Why competitions should be transparent
The glass and steel buildings that dominate contemporary skylines owe their silhouettes to a losing entry in a design competition that took place almost 100 years ago. How does a losing entry go on to influence an entire industry of artists and designers? What can we learn from this?
Addendum: As a current employee of A. Zahner Company, I am very ineligible for the Zahner Biennial Competition, and will not be submitting an entry (employees and family of either Zahner or KCAI are not eligible for the competition. Graduates and students of KCAI can and should apply by December 15, 2015 Submissions are closed, but you can cast your vote and help us chose the winning entry).
Every other year, Zahner hosts an art competition for the Kansas City Art Institute (KCAI), donating engineering and fabrication services to the school for the winning entry. We then deliver the artwork to KCAI, where the sculpture is auctioned off at the school’s biennial art auction. All of the proceeds go to benefit future student scholarships.
For the Sixth Biennial Art Competition for KCAI, Zahner took inspiration from a recent Zahner collaborator; Farshid Moussavi of London-based firm FMA (Farshi Moussavi Architects). Moussavi has been a powerful voice in contemporary architectural critique, and her series of writings for Architectural Review have been praised in many architecture circles.
In one such piece, which is excerpted below, she writes about the need for more transparent competitions in the United States. Moussavi makes the argument that when a competition is open, its process transparent, and its results public, everyone benefits — most of all, the competition entries that don’t win.
“In 1921 a more conservative design triumphed over Mies van der Rohe’s skyscraper proposal for Berlin’s Friedrichstrasse. But his depiction of a glacial skyscraper contained the unprecedented idea that a steel skeleton could free the exterior walls from their loadbearing function. His vision of a glass curtain wall has gone on to inspire legions of architects all over the world.
This is incredible. Our city’s glass and steel skylines that we all know and love (or hate) are the result of a competition entry that didn’t win. If that 1921 competition had been any more secretive, the architecture of our cities might look different today.

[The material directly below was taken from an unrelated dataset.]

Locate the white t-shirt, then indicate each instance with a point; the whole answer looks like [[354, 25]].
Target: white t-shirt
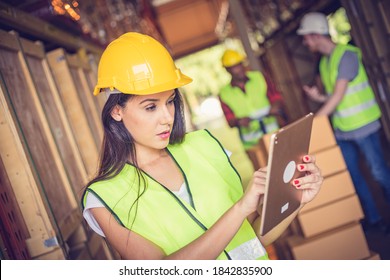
[[93, 202]]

“The real argument for undertaking competitions is exploration: of those ways − as yet-unknown − that maintain architecture as a creative, rather than stagnating, field. But, like in competitive sport, it is best when spectators have an open view. In many parts of Europe and Japan, there is a long-standing culture of open, public competitions with all entries being published. But in the UK and the USA, open, public competitions are rare, and the limited type of competition (or ‘selection process’) is increasingly used by the private sector. In these cases, the entries − and even the competitors’ names − are almost always kept secret.”

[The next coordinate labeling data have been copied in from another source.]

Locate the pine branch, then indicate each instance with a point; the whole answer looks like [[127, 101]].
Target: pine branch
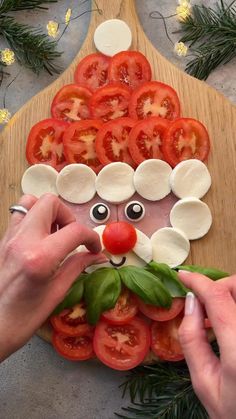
[[7, 6], [214, 33], [32, 47], [162, 391]]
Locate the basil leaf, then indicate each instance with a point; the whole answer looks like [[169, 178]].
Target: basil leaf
[[169, 278], [147, 286], [211, 273], [102, 289], [73, 296]]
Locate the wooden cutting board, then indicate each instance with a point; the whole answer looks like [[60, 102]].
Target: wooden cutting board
[[198, 101]]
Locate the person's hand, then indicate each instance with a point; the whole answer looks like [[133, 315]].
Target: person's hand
[[213, 379], [33, 276]]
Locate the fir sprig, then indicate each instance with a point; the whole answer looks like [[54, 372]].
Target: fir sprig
[[162, 391], [32, 48], [212, 37]]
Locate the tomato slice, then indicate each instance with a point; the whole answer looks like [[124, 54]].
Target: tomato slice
[[110, 102], [125, 309], [74, 348], [92, 71], [71, 103], [122, 347], [185, 138], [164, 339], [154, 99], [130, 68], [79, 143], [146, 138], [72, 321], [44, 144], [160, 313], [112, 141]]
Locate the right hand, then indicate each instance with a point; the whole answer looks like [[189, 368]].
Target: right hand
[[213, 378]]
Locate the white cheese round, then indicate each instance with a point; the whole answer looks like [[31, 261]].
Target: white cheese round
[[190, 178], [39, 179], [76, 183], [191, 216], [112, 36]]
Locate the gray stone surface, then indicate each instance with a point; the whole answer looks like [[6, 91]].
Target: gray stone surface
[[36, 383]]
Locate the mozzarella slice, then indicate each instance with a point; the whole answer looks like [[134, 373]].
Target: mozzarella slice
[[76, 183], [170, 246], [112, 36], [190, 178], [143, 246], [114, 182], [191, 216], [39, 179], [151, 179]]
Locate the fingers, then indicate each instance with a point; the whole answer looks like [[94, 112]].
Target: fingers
[[220, 308], [202, 362], [48, 210], [59, 244]]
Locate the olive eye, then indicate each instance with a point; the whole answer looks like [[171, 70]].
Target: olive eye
[[99, 213], [134, 211]]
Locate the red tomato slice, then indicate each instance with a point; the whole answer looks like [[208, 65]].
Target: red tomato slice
[[110, 102], [44, 144], [92, 71], [119, 237], [154, 99], [185, 138], [125, 309], [146, 138], [72, 321], [160, 313], [122, 347], [112, 141], [164, 339], [130, 68], [79, 143], [71, 103], [74, 348]]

This made us look at our previous competitions, and ask ourselves how maintaining a private competition benefits the artists who don’t win. What does it do for the school, for the city, and for Zahner to keep the whole process under wraps? How could we showcase not just the winning entries, but rather the entire breadth of great work that was submitted?
It is in this spirit that we decided to do things differently this time around. For the Zahner Sixth Biennial KCAI Competition, we’re taking several big steps towards a more open competition. The biggest changes to the competition are:
While the final selection process will still be selected by a panel of judges and manufacturing experts, the public will get to see documentation of this process, and will be able to weigh in on the decisions getting made in an open forum.
Opening the competition to alumni gives current students a way of connecting to the larger community that they’re part of. Students graduating in 2015, 2016, and 2017 can see how students who graduated in 1998, 1978, and maybe even 1968 see how the different generations approach design.
By making the Sixth Biennial Art Competition transparent, and opening it to a wider body of KCAI scholars, Zahner can show to Kansas City and beyond the innovative minds and collective muscle of the KCAI art community.